Let’s remember the aftermath of Parkland. The pro-gun side talked about trying to harden schools, to make them less likely to be viable targets for mass shootings. We were shouted down.
David Hogg and many of his fellow March For Our Lives founders lamented being required to wear clear backpacks to school, despite the fact that such an effort would make it harder for a would-be shooter to smuggle a gun into the school.
See, over and over again, people like this pretend the only potential solution to mass shootings is gun control and argue that if you don’t agree, you support them. Oh, how that line of “argument” royally pisses me off. Unlike this jackwagon, those aren’t just numbers. I’ve known one of the victims. It was someone I actually cared about and have mourned for years since.

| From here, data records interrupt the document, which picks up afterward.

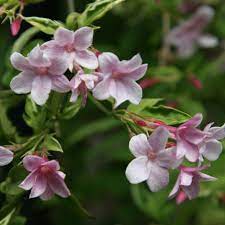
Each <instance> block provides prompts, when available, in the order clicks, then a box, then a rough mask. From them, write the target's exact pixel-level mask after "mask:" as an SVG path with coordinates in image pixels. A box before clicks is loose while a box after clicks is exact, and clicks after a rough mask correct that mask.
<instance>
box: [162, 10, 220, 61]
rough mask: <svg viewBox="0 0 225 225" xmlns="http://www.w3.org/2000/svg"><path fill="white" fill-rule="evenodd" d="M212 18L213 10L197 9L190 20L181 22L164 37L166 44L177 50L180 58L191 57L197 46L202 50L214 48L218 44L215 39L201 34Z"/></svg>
mask: <svg viewBox="0 0 225 225" xmlns="http://www.w3.org/2000/svg"><path fill="white" fill-rule="evenodd" d="M213 16H214V10H213V8H211V7H209V6H201V7H199V8H198V9H197V10H196V12H195V13H194V15H193V16H192V17H191V18H190V19H188V20H187V21H184V22H182V23H181V24H180V25H178V26H177V27H175V28H173V29H172V30H171V31H170V32H169V34H168V35H167V37H166V41H167V43H168V44H171V45H173V46H175V47H176V48H177V54H178V56H179V57H181V58H188V57H189V56H191V55H192V54H193V53H194V52H195V50H196V47H197V46H200V47H203V48H212V47H215V46H216V45H217V44H218V40H217V38H216V37H214V36H212V35H210V34H204V33H203V30H204V29H205V28H206V26H207V25H208V24H209V22H210V21H211V20H212V18H213Z"/></svg>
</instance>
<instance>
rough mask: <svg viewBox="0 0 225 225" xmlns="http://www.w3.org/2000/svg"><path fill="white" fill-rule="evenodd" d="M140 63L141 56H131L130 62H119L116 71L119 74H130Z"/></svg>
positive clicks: (138, 65) (140, 60) (139, 65)
mask: <svg viewBox="0 0 225 225" xmlns="http://www.w3.org/2000/svg"><path fill="white" fill-rule="evenodd" d="M141 63H142V59H141V56H140V54H137V55H135V56H133V58H132V59H130V60H123V61H121V62H120V64H119V66H118V70H119V72H121V73H130V72H132V71H134V70H135V69H137V67H139V66H140V65H141Z"/></svg>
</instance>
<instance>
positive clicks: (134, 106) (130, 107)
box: [127, 98, 163, 114]
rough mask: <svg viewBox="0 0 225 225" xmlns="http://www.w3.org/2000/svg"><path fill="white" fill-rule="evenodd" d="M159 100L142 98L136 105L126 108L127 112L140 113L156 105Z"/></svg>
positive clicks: (159, 98)
mask: <svg viewBox="0 0 225 225" xmlns="http://www.w3.org/2000/svg"><path fill="white" fill-rule="evenodd" d="M162 100H163V99H161V98H143V99H142V100H141V102H140V103H139V104H138V105H134V104H130V105H129V106H128V108H127V110H128V111H129V112H133V113H136V114H138V113H140V112H141V111H142V110H144V109H146V108H151V107H153V106H154V105H156V104H157V103H158V102H160V101H162Z"/></svg>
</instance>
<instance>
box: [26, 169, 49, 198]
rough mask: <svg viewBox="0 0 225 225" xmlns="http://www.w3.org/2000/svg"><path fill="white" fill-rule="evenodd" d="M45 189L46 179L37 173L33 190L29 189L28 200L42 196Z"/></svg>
mask: <svg viewBox="0 0 225 225" xmlns="http://www.w3.org/2000/svg"><path fill="white" fill-rule="evenodd" d="M46 188H47V180H46V177H45V176H44V175H43V174H41V173H38V174H37V176H36V180H35V183H34V185H33V188H32V189H31V193H30V196H29V198H36V197H38V196H40V195H42V194H43V193H44V192H45V190H46Z"/></svg>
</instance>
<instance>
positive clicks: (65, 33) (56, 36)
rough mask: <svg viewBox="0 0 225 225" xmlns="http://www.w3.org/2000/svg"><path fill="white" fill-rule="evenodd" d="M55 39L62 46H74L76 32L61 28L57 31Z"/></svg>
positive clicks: (57, 29) (55, 33) (56, 41)
mask: <svg viewBox="0 0 225 225" xmlns="http://www.w3.org/2000/svg"><path fill="white" fill-rule="evenodd" d="M54 39H55V41H56V42H57V44H58V45H60V46H64V45H69V44H72V43H73V40H74V32H73V31H71V30H68V29H65V28H63V27H60V28H58V29H57V30H56V32H55V34H54Z"/></svg>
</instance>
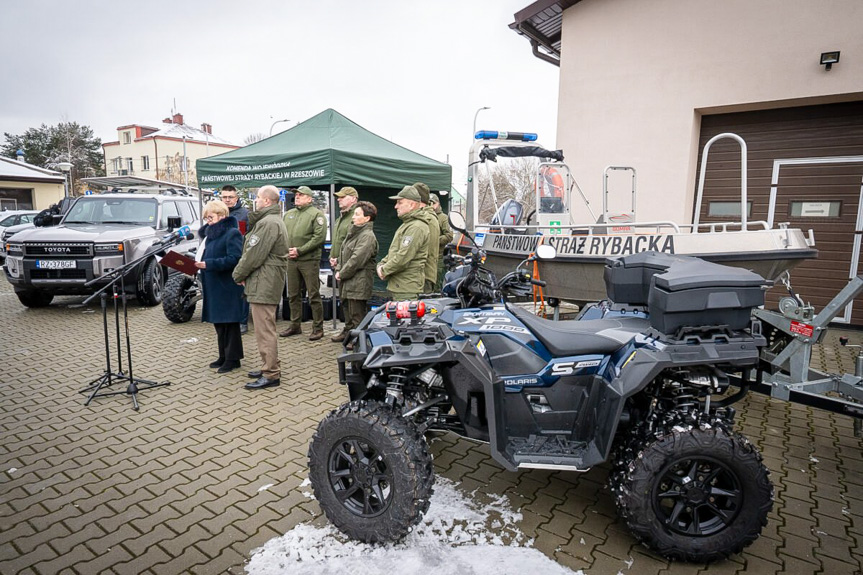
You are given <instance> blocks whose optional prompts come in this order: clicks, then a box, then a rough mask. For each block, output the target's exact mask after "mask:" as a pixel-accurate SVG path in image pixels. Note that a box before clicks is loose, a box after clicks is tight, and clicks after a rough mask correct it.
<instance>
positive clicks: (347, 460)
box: [327, 437, 392, 518]
mask: <svg viewBox="0 0 863 575" xmlns="http://www.w3.org/2000/svg"><path fill="white" fill-rule="evenodd" d="M327 472H328V474H329V477H330V485H331V486H332V488H333V492H334V493H335V495H336V497H337V498H338V499H339V500H340V501H341V502H342V505H344V506H345V507H346V508H347V509H349V510H350V511H351V512H352V513H354V514H355V515H358V516H359V517H365V518H368V517H377V516H378V515H380V514H381V513H383V511H384V510H385V509H386V508H387V506H388V505H389V503H390V499H391V496H392V473H391V471H390V470H389V469H388V468H387V464H386V462H385V461H384V459H383V457H382V455H381V453H380V452H379V451H378V449H377V448H376V447H375V446H373V445H372V444H370V443H368V442H367V441H364V440H362V439H361V438H359V437H349V438H345V439H344V440H342V441H341V442H339V443H338V444H336V445H334V446H333V449H332V451H331V452H330V458H329V464H328V469H327Z"/></svg>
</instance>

To argue that those of us who have lost someone but don’t support gun control actually support the killers is insulting, to say the least. It’s also idiotic.
But hey, they don’t have to answer for their insults. They can cause offense and there are absolutely no ramifications for it. Meanwhile, we’re supposed to play nice and go along. That’s why some GOP leaders refuse to vote on pro-gun measures in the wake of a mass shooting, even if the law had no bearing on the shooting itself.
Well, I’m tired of fighting with one hand tied behind my back and I’m tired of letting dipsticks like this frame the debate as either gun control or nothing.
Right now, we know next to nothing about why mass shootings happen. We don’t understand the mechanisms in place that would drive someone to carry out these kinds of attacks. We don’t have any of that.
What we do know is that some of them have clearly sought infamy. They wanted to be famous killers. So, let’s stop publishing their names everywhere. Make them obscure nobodies. Remove that from the possible list of reasons to do something like this.
Honestly, this is just the start. There are tons of options to explore, none of which are gun control.
But for some people, if you’re not talking gun control, you’re not talking seriously.
People like that can take a long walk off a short pier for all I care.